GSoC weekly report #6
The bindings now work with JSON output from command-line tool sambamba which is to be installed. All the old Cucumber scenarios are passing except one not-very-important one. I’ll write documentation during this week and pack that into a gem.
I got it working, and introduced new type SamFile which is very similar to BamFile except it doesn’t provide random access. Unit tests ensure that parseAlignmentLine(toSam(read)) == read for all valid reads (otherwise invalid fields are default-initialized)
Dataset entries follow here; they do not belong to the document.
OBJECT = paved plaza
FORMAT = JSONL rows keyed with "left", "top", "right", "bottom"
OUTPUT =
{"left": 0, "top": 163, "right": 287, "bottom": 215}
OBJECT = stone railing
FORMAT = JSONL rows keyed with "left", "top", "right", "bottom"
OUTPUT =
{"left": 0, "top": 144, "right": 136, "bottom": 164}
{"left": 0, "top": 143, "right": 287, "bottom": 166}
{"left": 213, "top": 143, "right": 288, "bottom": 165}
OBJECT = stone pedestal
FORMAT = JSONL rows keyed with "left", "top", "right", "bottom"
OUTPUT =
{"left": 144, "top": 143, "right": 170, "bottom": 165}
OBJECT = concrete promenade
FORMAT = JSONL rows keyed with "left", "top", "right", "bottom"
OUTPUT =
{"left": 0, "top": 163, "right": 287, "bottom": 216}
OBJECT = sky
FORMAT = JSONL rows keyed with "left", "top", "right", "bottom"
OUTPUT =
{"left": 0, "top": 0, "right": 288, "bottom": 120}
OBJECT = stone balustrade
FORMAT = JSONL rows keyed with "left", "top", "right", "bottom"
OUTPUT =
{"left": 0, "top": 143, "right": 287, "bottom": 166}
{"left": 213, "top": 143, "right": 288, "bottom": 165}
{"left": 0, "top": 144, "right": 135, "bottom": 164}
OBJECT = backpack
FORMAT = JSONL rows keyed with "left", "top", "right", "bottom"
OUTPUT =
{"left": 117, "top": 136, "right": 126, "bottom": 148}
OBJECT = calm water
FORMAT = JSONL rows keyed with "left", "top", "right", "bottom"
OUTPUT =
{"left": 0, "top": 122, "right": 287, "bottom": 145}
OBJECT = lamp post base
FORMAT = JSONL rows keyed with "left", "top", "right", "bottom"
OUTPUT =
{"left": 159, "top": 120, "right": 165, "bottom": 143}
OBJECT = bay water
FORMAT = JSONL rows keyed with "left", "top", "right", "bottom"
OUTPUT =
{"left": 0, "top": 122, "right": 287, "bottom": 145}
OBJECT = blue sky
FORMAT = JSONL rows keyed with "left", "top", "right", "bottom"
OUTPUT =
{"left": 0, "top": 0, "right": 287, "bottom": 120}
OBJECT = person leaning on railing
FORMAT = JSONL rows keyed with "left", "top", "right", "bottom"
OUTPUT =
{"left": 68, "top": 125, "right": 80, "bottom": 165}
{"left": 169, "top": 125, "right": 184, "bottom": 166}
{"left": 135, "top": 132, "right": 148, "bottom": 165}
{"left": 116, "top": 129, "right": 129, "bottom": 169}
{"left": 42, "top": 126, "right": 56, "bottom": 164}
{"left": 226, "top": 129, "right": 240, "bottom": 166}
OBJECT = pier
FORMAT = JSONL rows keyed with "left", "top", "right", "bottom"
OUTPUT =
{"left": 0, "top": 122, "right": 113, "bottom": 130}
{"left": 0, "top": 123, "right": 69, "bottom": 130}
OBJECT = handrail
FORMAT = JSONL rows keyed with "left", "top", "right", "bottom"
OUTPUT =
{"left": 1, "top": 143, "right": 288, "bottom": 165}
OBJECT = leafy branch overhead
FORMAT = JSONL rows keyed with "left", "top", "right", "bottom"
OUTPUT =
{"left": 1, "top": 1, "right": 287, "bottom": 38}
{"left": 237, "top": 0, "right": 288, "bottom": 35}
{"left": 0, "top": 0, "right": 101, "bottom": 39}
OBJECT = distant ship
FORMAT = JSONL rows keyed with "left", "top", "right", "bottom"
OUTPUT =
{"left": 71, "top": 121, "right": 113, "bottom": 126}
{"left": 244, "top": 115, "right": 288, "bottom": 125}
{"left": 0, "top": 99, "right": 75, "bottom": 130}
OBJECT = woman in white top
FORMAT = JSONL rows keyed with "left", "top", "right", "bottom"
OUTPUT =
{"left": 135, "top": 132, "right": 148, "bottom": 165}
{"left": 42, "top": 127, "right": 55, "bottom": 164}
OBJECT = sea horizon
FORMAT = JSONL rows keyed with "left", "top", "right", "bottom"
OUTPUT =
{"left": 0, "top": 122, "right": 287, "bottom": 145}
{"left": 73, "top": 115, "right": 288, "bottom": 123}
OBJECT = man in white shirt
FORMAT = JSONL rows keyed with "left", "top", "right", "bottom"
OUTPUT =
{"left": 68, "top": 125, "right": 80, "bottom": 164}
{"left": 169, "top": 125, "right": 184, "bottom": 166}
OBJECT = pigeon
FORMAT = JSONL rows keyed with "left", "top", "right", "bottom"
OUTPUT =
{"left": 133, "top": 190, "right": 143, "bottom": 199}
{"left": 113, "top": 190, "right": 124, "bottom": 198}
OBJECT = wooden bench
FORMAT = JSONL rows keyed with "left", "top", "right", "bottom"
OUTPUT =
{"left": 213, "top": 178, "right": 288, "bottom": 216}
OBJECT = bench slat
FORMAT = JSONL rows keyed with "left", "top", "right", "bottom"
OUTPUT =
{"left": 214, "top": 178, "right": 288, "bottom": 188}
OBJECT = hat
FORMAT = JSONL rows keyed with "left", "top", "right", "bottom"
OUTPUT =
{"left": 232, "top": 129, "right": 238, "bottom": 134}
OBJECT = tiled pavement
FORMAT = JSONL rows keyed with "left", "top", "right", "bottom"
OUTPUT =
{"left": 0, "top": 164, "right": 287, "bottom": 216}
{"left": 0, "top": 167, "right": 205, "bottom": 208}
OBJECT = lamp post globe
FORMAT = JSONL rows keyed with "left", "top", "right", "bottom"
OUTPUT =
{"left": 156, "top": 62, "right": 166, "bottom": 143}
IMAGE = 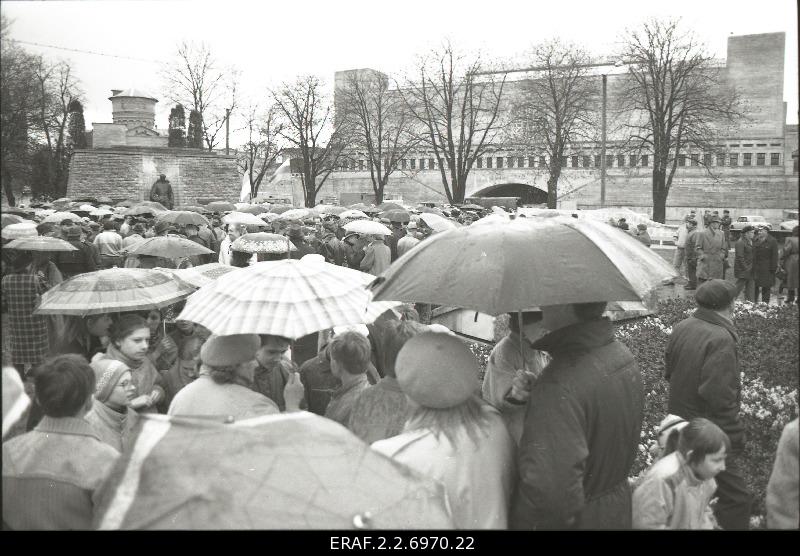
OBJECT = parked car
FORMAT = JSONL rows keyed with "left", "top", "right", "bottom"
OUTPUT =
{"left": 779, "top": 219, "right": 799, "bottom": 231}
{"left": 730, "top": 215, "right": 772, "bottom": 231}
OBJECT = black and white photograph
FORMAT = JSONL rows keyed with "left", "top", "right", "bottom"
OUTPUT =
{"left": 0, "top": 0, "right": 797, "bottom": 535}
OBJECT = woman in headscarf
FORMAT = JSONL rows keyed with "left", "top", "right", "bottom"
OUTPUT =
{"left": 85, "top": 358, "right": 137, "bottom": 451}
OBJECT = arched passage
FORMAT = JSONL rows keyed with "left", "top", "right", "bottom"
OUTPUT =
{"left": 470, "top": 183, "right": 548, "bottom": 205}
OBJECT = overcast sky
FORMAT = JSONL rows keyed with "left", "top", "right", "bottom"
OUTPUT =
{"left": 3, "top": 0, "right": 797, "bottom": 145}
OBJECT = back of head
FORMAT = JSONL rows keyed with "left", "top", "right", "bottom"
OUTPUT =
{"left": 200, "top": 334, "right": 260, "bottom": 383}
{"left": 32, "top": 354, "right": 95, "bottom": 417}
{"left": 677, "top": 417, "right": 730, "bottom": 465}
{"left": 103, "top": 220, "right": 116, "bottom": 231}
{"left": 36, "top": 222, "right": 54, "bottom": 236}
{"left": 695, "top": 279, "right": 738, "bottom": 311}
{"left": 179, "top": 335, "right": 205, "bottom": 361}
{"left": 381, "top": 320, "right": 428, "bottom": 378}
{"left": 328, "top": 331, "right": 371, "bottom": 375}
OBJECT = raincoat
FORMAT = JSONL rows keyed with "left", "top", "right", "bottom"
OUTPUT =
{"left": 696, "top": 228, "right": 727, "bottom": 280}
{"left": 753, "top": 233, "right": 779, "bottom": 287}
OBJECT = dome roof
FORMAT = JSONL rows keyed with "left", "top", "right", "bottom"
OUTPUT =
{"left": 109, "top": 88, "right": 159, "bottom": 102}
In order to allow invalid data, I made a simple rule invalid_field in Ragel, which just reads until next tab character:
mandatoryfields = (qname | invalid_field) '\t' (flag | invalid_field) '\t' (rname | invalid_field) '\t' (pos | invalid_field) '\t' (mapq | invalid_field) '\t' ... // and so on
Parsing is now about 3x as slow as in samtools, but that has nothing to do with Ragel, the main reason is too much memory allocations. I did some profiling, and doubling the speed won’t take a lot of effort. As for tripling, I’m not that sure, but I’ll try :)
Sambamba CLI tool
It accepts both SAM and BAM files as input, and can output either SAM or JSON (speed is the same for both cases). Also it allows filtering by quality and/or read group, and accepts samtools syntax for regions.